The first hard step of doing anything in Niue is that of actually getting there. It is not near anything. There is one flight per week, from Auckland. Harvind and I flew into Auckland a day early, just to be safe, booked our GSM gear through Air New Zealand's cargo office at the highest priority and met Tim Panton when he arrived a few hours later. Tim had been in transit for over 24 hours already but managed to be in good spirits anyway.


Our first snag was that some VoIP hardware that was supposed to be waiting for Tim at the hotel wasn't there. Since that gear wasn't absolutely critical to the project and since we had another week to get it through, we didn't worry too much just yet. We left Auckland on a Saturday morning and arrived at Hanan International Airport in Alofi on a Friday afternoon. (Hanan's terminal building is a lot like Black Rock City's terminal building, just with pavement.)

About an hour later we hit our second snag: our GSM cargo, the BTS, antenna and cables, had not been on the airplane. It would be at least a week before we installed a BTS. At least we had a couple of Nanostation-5 radios and plenty of time for site prep, right?

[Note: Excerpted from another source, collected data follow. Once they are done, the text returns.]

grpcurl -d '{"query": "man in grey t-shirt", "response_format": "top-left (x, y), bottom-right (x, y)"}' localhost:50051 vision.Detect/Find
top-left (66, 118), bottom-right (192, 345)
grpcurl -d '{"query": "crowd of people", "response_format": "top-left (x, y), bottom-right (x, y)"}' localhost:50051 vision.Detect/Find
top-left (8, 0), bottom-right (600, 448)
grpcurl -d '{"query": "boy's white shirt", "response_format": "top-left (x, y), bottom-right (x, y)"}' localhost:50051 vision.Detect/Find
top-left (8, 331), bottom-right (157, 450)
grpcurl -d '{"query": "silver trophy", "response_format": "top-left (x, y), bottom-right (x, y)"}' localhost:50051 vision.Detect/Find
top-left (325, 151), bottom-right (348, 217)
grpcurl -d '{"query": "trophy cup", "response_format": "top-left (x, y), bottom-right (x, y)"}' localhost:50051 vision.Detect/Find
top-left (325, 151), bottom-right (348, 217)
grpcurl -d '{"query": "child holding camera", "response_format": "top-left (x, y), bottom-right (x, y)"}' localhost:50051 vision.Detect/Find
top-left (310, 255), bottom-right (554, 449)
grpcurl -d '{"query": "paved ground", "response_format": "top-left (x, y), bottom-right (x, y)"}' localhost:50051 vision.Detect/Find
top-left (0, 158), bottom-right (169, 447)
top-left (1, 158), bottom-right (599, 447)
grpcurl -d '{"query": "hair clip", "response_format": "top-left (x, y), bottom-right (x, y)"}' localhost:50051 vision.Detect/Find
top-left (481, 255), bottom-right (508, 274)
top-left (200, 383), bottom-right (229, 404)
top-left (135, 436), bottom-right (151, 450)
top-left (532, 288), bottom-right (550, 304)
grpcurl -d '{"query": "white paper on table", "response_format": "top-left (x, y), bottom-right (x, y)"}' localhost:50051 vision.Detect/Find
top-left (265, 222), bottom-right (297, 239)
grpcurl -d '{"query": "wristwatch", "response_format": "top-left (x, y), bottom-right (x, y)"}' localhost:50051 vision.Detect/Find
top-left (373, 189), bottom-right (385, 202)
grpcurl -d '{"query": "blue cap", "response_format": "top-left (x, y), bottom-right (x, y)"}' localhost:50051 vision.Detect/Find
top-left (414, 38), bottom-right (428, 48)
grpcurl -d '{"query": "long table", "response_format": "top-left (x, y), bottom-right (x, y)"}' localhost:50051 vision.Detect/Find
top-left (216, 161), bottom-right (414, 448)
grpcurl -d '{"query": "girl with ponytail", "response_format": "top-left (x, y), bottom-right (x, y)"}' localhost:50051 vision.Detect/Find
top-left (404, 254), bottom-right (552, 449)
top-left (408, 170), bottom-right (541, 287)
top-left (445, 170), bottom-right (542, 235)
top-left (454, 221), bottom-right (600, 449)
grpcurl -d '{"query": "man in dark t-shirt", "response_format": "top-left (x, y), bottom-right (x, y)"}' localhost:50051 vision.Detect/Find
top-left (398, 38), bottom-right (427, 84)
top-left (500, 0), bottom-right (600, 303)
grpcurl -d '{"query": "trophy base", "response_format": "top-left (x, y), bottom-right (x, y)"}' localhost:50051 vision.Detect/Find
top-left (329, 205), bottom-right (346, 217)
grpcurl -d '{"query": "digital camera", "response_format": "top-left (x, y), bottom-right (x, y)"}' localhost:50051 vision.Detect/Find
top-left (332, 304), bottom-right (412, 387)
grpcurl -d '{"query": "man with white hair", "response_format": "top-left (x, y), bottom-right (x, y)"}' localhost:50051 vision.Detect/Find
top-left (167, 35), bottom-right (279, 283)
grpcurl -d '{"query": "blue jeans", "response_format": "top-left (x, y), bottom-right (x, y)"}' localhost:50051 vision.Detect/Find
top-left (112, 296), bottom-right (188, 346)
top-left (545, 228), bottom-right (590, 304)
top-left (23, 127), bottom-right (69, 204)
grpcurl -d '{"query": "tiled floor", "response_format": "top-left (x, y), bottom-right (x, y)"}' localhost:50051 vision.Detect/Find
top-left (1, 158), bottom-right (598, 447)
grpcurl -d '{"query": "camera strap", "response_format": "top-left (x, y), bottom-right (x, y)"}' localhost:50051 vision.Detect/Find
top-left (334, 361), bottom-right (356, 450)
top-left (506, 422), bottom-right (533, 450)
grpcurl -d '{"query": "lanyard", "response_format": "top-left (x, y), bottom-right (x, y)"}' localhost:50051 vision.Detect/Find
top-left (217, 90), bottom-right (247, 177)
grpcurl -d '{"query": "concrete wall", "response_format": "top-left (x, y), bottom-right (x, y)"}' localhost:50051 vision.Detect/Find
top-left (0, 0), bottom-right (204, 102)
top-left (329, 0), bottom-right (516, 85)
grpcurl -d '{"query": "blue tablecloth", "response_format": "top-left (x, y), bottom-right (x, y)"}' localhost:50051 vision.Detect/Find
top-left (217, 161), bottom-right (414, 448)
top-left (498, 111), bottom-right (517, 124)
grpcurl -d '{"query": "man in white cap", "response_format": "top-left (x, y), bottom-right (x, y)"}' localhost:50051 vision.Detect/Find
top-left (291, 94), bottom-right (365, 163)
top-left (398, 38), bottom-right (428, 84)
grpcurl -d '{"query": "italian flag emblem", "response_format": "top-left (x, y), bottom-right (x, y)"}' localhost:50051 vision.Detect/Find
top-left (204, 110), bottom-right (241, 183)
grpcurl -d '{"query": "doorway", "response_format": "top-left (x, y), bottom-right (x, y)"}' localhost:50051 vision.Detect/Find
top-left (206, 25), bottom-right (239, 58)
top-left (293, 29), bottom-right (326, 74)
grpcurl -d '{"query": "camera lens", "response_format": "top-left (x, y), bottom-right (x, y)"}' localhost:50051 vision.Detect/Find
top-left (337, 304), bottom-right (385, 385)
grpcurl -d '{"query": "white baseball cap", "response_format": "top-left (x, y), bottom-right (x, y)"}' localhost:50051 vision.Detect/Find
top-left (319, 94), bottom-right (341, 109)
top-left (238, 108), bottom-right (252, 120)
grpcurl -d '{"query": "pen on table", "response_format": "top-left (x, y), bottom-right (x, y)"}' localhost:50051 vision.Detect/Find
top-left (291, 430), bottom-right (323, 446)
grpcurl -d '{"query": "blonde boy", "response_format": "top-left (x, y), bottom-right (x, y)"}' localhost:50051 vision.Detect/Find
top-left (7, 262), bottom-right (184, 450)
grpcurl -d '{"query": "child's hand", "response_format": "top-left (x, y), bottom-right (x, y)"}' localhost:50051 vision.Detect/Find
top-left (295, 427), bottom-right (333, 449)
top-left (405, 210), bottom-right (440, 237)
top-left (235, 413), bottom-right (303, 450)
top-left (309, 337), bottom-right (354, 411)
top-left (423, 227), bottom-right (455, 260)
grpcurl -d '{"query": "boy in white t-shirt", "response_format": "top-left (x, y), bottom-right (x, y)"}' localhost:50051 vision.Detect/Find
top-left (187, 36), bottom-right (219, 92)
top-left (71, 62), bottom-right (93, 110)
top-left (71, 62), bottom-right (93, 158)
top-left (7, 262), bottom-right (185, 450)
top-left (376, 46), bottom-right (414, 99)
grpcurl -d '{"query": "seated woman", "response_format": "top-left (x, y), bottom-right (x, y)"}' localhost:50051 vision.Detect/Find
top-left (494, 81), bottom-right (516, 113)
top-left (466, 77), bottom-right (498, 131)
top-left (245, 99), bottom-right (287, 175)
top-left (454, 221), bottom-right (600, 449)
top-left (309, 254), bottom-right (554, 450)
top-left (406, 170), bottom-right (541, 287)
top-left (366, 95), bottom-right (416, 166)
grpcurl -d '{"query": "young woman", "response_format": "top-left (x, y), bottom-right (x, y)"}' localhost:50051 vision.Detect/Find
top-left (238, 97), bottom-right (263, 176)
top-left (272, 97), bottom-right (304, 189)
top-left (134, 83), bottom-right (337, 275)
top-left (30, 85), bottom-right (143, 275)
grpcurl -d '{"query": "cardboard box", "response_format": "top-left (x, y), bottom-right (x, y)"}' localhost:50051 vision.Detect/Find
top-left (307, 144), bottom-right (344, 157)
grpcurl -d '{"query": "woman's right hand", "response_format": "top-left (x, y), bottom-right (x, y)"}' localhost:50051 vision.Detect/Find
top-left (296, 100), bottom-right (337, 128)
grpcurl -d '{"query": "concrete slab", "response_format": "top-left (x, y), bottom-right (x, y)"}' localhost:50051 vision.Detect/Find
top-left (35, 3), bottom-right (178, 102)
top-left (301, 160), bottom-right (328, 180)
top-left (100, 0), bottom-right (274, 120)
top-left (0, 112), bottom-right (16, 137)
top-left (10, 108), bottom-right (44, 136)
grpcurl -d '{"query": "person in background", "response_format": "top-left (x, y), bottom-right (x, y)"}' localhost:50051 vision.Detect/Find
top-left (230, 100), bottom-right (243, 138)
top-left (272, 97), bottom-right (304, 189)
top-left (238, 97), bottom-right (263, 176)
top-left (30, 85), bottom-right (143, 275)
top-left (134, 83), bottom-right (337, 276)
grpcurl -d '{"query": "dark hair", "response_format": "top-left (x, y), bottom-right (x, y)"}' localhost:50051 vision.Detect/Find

After verifying that our cargo really was stuck in Auckland for another week, we went to a meeting with the acting Premier, the Director of Telecommunications, the project's private funder, the Director of Economic Development and an infrastructure consultant from the New Zealand Commissioner's office. We proposed our newly-improvised schedule for the week, a "prep" schedule intended to allow fast installation of the BTS as soon as it arrives. We talked about risks: the risk of our cargo missing next week's flight, Tim's ideas about how to connect the BTS to anything else if his Xorcom box never shows up, and some concerns we had about the mechanical details the installation site. We had not changed clothes since arriving, so we met the acting head of state in blue jeans and golf shirts. As we walked out someone said we "didn't need to dress up next time".

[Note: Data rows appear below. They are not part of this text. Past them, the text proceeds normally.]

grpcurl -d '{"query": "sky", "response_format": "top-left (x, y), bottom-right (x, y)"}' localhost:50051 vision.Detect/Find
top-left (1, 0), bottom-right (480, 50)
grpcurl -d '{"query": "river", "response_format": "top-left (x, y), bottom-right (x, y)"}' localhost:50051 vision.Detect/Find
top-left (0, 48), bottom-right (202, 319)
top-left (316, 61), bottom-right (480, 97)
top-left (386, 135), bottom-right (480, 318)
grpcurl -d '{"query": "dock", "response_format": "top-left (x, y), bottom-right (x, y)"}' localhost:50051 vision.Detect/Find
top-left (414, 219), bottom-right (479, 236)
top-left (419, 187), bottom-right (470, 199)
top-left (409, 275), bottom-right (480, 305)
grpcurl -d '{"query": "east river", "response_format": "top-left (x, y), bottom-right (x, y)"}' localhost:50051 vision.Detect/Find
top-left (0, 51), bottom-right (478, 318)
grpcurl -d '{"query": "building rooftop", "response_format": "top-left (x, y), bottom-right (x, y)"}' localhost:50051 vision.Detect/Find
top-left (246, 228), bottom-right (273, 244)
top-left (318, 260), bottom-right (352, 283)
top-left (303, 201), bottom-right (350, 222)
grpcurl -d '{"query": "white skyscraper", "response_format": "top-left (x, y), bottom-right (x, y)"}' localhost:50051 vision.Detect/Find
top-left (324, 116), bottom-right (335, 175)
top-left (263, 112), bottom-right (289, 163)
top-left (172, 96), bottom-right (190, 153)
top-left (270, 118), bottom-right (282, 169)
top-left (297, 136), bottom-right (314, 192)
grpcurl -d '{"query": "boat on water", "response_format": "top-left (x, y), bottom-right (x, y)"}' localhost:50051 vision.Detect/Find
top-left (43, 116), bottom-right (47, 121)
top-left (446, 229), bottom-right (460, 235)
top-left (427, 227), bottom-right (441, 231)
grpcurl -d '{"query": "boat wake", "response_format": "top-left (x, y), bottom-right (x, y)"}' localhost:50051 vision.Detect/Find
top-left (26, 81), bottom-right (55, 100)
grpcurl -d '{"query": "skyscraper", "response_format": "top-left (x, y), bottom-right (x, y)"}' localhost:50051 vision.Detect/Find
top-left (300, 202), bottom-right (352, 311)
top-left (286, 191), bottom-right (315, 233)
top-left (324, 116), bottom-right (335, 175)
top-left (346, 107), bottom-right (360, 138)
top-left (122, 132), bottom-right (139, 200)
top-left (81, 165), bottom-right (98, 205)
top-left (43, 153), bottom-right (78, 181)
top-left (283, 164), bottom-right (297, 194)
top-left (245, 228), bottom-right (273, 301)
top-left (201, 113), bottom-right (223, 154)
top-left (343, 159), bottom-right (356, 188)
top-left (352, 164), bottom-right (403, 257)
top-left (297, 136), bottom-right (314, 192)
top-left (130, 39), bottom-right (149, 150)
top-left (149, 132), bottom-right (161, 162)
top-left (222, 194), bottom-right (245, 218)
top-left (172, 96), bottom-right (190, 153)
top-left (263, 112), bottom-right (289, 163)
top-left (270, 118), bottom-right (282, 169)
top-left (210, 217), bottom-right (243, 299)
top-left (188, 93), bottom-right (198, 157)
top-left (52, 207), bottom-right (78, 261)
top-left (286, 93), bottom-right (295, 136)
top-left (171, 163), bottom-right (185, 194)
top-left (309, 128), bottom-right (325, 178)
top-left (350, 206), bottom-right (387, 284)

It was a bad start, but not a disaster. If we could have the installation site, backhaul and PBX ready by Friday and then work through the weekend, we might still have a working GSM system by the next Monday.

07 March 2010


"FAKALOFA LAHI ATU! Please respond with your provisioning code..."

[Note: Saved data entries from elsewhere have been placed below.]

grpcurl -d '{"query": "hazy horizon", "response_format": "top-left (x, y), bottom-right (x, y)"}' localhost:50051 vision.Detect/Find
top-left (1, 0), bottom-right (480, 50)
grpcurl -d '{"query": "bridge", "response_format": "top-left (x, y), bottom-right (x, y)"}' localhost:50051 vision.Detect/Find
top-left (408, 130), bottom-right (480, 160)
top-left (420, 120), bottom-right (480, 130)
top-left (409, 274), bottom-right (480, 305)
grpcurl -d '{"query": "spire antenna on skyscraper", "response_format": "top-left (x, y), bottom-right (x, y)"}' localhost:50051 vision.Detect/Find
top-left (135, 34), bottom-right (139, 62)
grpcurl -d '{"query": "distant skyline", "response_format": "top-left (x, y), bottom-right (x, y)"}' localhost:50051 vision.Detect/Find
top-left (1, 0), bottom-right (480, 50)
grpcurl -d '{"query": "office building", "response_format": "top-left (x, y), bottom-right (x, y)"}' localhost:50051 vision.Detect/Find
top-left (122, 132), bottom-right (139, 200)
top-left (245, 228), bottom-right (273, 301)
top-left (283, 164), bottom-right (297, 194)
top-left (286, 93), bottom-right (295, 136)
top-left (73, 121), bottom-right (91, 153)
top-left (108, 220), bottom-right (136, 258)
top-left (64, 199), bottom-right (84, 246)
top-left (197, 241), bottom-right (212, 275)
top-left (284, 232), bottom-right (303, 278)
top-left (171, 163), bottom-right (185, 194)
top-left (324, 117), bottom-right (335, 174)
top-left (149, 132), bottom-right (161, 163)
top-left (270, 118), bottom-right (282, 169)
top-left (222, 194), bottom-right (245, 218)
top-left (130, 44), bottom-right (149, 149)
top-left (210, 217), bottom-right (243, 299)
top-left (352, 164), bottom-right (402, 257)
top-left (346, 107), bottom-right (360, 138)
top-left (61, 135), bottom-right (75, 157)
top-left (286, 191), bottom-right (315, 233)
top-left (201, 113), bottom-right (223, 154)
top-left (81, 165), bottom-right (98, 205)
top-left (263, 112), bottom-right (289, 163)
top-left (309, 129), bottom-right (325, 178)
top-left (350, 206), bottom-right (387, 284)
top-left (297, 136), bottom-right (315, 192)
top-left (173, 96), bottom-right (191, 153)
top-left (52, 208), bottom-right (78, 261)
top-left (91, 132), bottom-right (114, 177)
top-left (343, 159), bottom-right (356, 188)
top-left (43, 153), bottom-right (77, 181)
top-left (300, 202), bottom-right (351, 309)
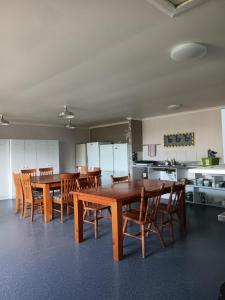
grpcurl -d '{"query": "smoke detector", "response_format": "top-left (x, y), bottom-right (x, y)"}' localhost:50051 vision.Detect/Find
top-left (146, 0), bottom-right (209, 17)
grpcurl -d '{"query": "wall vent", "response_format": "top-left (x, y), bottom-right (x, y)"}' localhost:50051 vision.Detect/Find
top-left (146, 0), bottom-right (209, 17)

There is now an OpenBTS pilot site in Niue, installed with the cooperation of Telecom Niue under a license from the government. The system is still in a closed evaluation, but when the evaluation phase ends the Niue system will probably be the first OpenBTS installation to provide common-carrier service to the general public. This is a very big step for the project and will bring a much-missed service to the residents, many of whom already own GSM handsets when they travel in New Zealand. It will be a learning process for everyone involved.

Installation took two weeks and is still incomplete, mostly due to customs delays in New Zealand and incomplete documentation on the installation site. We also had serious problems coordinating spectrum with a large public wifi system who's operators seem to think that they can use whatever spectrum they want without consulting the regulators. I would have blogged about all of this on the spot, but the public internet service was unusable most of the time we were there. (Naturally, they blamed us. More on that later. UPDATED BONUS: They are STILL BLAMING US.) If you need a blog fix right away though, Tim Panton managed to squeeze a posting out.

The short status summary is this: Telecom Niue's technicians put a 13 dBi sector antenna about 53 meters up on a platform. From there, we should be able to get reasonably good coverage over Alofi, 3-5 km away, once the wifi people quit jamming our uplink with their unlicensed 900 MHz gear. We managed to make a few international calls from cellphones in Alofi and we sent a lot of text messages among ourselves around the island. We look forward to working with Telecom Niue over the next few weeks to get the system better configured and tied-in to their existing wireline switch. The details will follow over the next few days.

I also want to say that most of the people we encountered in Niue were remarkably nice to us and that the natural beauty of the island's coastline is stunning ... even for someone who lives in California.

(Kone Magatogia setting the antenna, 53 meters AGL. Thanks to Toki Talagi for this photo.)